It's going to be hilarious when the 10nm SuperFin parts come out and beats 5900 series -- before the 5900 hits general availability. TSMC's capacity on the 7nm node must be a disaster.
*checks GUTB lore*
Yup, checks out. So this is clearly
an alt account, right?
---
Anyway, back to availability. You've been banned for like... decades? Let me get you up to date.
According to mindfactory.de, there has been a 33% increase in sales of AMD's N7 chips from April 2020 (previous peak) compared to November 2020 (post-Zen 3 release).
That, combined with the Radeon 6000 series release, PS5 release, XSX release, prepping Cezanne for laptops which have to be shipped to OEMs in advance, and EPYC Milan spin-up, and you can imagine that N7 wafers are in short supply.
Demand has far out-stripped supply for these N7 chips.
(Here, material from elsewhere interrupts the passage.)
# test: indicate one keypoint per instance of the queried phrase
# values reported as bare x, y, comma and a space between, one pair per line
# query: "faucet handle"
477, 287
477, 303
Yes, supply widened -- but remains constrained by wafer production. And yet they're still selling more N7 chips by a substantial percentage compared to the Zen 2 release and compared to just before Zen 3 release. And Zen 3 chips sold in December 2020 is about the same as number of Zen 2 chips sold in July 2019 or August 2019.
As for the 5900X specifically, it comprises over 10% of sales as of December 2020. Where there were 10,000 Zen 3 chips sold in that month, just over 1,000 of them were 5900X. In fact, in December 2020, more 5900Xs were sold than 10400F, 10700K, or any other Intel chip.